- Battle of Gwoza (2015): Part of Boko Haram insurgency
| Date | 24–27 March 2015 |
| Location | Gwoza, Borno State, Nigeria |
| Result | Nigerian victory |

Belligerents
- Nigeria: Islamic State - West Africa Province

Casualties and losses
- Unknown: Heavy (per Nigeria)

= Battle of Gwoza (2015) =

Between 24 and 27 March 2015, Nigerian and allied forces recaptured Gwoza from Boko Haram, which had recently pledged allegiance to the Islamic State and became the Islamic State – West Africa Province. Several months prior, after the fall of the city to Boko Haram, Abubakar Shekau declared an Islamic caliphate from Gwoza.

== Background ==
Boko Haram emerged in 2009 as a jihadist social and political movement in a failed rebellion in northeast Nigeria. Throughout the following years, Abubakar Shekau unified militant Islamist groups in the region and continued to foment the rebellion against the Nigerian government, conducting terrorist attacks and bombings in cities and communities across the region.

On 6 August 2014, Boko Haram stormed Gwoza and massacred 600 civilians in the city.

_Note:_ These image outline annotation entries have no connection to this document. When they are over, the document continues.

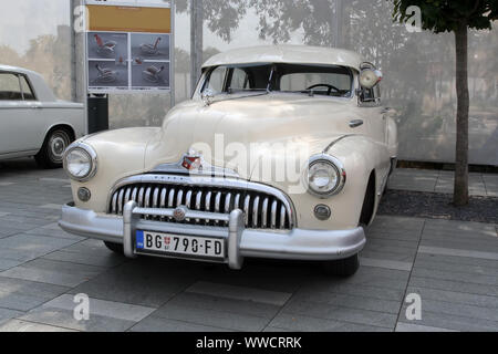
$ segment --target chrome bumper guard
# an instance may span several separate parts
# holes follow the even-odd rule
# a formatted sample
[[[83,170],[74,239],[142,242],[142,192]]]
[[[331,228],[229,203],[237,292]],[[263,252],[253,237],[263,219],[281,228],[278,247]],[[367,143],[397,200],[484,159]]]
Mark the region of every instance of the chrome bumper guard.
[[[118,217],[66,205],[62,207],[59,226],[79,236],[123,243],[126,257],[132,258],[137,256],[136,230],[222,238],[227,242],[225,263],[232,269],[240,269],[243,258],[247,257],[313,261],[344,259],[359,253],[365,244],[363,228],[350,230],[293,228],[290,231],[246,229],[243,212],[238,209],[229,215],[187,210],[186,218],[228,221],[228,228],[141,219],[141,215],[172,218],[174,210],[138,208],[134,201],[131,201],[125,205],[124,216]],[[195,260],[206,261],[205,259]]]

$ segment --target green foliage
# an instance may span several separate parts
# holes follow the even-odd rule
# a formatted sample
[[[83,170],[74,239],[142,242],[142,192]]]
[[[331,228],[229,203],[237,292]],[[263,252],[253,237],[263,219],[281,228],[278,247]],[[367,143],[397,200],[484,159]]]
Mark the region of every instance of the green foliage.
[[[407,9],[417,6],[422,10],[422,28],[435,33],[456,31],[458,25],[469,29],[491,29],[498,19],[498,0],[387,0],[394,2],[393,18],[406,22],[412,14]]]

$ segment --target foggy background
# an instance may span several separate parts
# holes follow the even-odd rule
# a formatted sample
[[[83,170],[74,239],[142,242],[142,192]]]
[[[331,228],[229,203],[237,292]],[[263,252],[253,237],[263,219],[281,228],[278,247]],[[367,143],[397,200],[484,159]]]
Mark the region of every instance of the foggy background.
[[[0,64],[40,72],[59,98],[71,100],[69,0],[3,1]],[[113,1],[107,1],[113,2]],[[162,2],[160,0],[118,2]],[[204,60],[251,44],[294,43],[354,50],[384,73],[382,95],[397,111],[400,158],[454,162],[453,34],[409,33],[385,0],[204,0]],[[189,2],[176,1],[176,102],[190,95]],[[340,21],[335,21],[335,19]],[[469,35],[470,163],[498,165],[498,32]],[[112,128],[160,125],[169,95],[111,95]]]

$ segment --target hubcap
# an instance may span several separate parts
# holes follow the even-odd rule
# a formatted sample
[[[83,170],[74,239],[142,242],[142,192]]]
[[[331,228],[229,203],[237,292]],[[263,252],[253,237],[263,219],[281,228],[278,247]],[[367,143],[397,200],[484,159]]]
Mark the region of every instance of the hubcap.
[[[54,136],[50,142],[53,157],[56,159],[62,159],[66,145],[68,144],[62,136]]]

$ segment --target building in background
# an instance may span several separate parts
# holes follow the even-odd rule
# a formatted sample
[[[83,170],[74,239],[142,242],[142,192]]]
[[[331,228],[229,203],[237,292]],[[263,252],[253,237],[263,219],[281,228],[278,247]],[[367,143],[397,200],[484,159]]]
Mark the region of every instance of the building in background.
[[[126,0],[120,0],[123,2]],[[128,0],[126,2],[163,2]],[[200,0],[193,0],[200,1]],[[107,2],[113,2],[108,0]],[[189,97],[190,0],[177,0],[176,102]],[[251,44],[342,46],[382,69],[385,104],[400,123],[401,158],[454,160],[455,54],[452,34],[411,33],[392,21],[385,0],[203,0],[203,59]],[[71,10],[66,0],[22,0],[0,13],[0,63],[42,73],[61,98],[71,98]],[[469,37],[470,163],[498,165],[498,35]],[[113,128],[159,125],[167,95],[112,95]]]

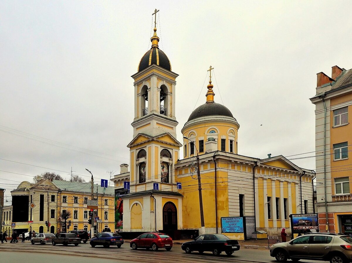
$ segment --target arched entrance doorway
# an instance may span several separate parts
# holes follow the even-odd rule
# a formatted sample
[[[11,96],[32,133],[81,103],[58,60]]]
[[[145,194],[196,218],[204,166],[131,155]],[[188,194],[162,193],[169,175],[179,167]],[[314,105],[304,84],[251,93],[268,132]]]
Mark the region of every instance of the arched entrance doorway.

The city became the de facto capital of Boko Haram between August 2014 and March 2015, and amid the 2015 West African offensive, was one of the last strongholds of Boko Haram in northeastern Nigeria. Between November 2014 and February 2015, more than 1,500 women and children were abducted by Boko Haram from Gwoza LGA. Many civilians were tortured and detained in makeshift prisons under Boko Haram control.

On 25 August 2015, Abubakar Shekau speaking in Gwoza declared an Islamic caliphate in northeast Nigeria. Boko Haram pledged allegiance to the Islamic State on 7 March, becoming the Islamic State – West Africa Province (ISWAP).

== Battle ==
At the start of March 2015, amid losses to Nigerian and allied forces in Dikwa, Damasak, and Gamboru Ngala, ISWAP began rounding up and slaughtering civilians in Gwoza. At least 75 people were killed in this first massacre. Many of the fighters who perpetrated this massacre were gathered from surrounding villages, and anybody who didn't fight was shot. As Nigerian forces got closer to Gwoza, Shekau gave an order on 15 March to massacre all of the women in the city, including pregnant women. According to a former ISWAP fighter present at the massacre, Shekau said if the fighters didn't massacre the women the fighters wouldn't find them in jannah.

After bombarding the city for several days, Nigerian forces launched an offensive on Gwoza on 24 March. Two towns near Gwoza, Limakara and Pulka, were quickly taken. On 27 March, the Nigerian Army announced it had fully recaptured Gwoza and killed a lot of jihadists. The city was filled with corpses of civilians and fighters killed in the carnage for weeks after the massacre and battle.